The Saudi-KAU CGCM skillfully predicts ENSO-related SST anomalies. The hindcast from the Saudi-KAU CGCM is based on 20 ensemble members for the period 1982–2019, while the other models have different hindcast periods. The verification measures used here for the skill assessment are the mean, variability, and the temporal anomaly correlation coefficients of the Saudi-KAU CGCM. Overall, the Saudi-KAU CGCM is able to capture the observed SST climatological pattern and interannual variability (measured as the standard deviation) over the tropical Pacific region during four standard seasons. The Saudi-KAU CGCM shows a cold bias (0.5–1 °C) in the equatorial Pacific and a warm bias near the coast of South America in almost all seasons (SON shows highest bias). Trajectory maps of the Nino3.4 index from the Saudi-KAU CGCM generally follow the observed pattern, particularly during the strong ENSO events. A statistically significant positive prediction skill of the SST anomalies in the tropical Pacific Ocean during all seasons is noted up to six months in advance of the forecasts. Comparatively, the skill is lower in spring and summer than fall and winter varying by year and lead times. A multi-model comparison of Niño3.4 index skill shows that the Saudi-KAU predictions are in line with the other state-of-the-art models.

The high skill demonstrated by the Saudi-KAU CGCM forecasts suggests that useful operational forecasts of the ENSO are feasible. However, there are a number of caveats which are of concern as compared to other state-of-the-art ENSO forecasting models, namely:

  1. (1)

    Low horizontal and vertical resolution of the Saudi-KAU AGCM.

  2. (2)

    Obsolete Oceanic component (MOM2.2).

  3. (3)

    Low prediction skill during boreal summer at longer leads.

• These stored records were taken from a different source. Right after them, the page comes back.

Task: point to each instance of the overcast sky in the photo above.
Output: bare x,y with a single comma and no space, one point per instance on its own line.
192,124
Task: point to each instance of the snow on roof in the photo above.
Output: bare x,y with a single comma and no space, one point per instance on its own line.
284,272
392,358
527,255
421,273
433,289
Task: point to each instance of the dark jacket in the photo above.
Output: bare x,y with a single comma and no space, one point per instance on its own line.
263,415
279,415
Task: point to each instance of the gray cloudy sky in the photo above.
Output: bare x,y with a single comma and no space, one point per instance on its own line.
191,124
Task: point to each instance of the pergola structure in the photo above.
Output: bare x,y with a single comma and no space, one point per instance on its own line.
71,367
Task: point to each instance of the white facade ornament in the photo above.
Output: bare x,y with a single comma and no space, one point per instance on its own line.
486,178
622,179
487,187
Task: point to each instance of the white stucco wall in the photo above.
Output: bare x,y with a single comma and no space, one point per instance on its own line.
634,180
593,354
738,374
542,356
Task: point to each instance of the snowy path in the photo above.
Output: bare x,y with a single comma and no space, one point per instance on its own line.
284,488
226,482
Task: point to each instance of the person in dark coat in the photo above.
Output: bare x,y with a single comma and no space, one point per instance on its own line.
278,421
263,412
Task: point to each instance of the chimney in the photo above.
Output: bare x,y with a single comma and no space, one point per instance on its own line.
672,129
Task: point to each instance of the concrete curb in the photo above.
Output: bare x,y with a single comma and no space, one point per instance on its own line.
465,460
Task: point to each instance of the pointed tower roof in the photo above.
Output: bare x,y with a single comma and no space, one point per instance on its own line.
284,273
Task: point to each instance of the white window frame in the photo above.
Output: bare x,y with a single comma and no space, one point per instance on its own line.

The current Saudi-KAU CGCM can be upgraded to a version with higher horizontal and vertical resolutions in addition to the new physical schemes for convection, microphysics, and land surface processes that have been introduced during recent years (e.g., Almazroui et al. 2017). Future plans also include an upgrade to a more up-to-date oceanic component, because the current ocean model MOM2.2 is quite old and does not contain recent improvements in the representation of oceanic physical processes. Finally, the cold bias in the central-eastern equatorial Pacific, and warm bias over some localized areas, is another area of focus for future improvements of the Saudi-KAU CGCM. Due to the disproportionate impacts of ENSO on the climate in different parts of the world, progress in these topics will probably result in better ENSO forecasts at longer lead times that may lead to better forecasts of regional seasonal rainfall and temperature anomalies (e.g., Ehsan et al. 2021; Acharya et al. 2021) which may have direct positive societal impacts.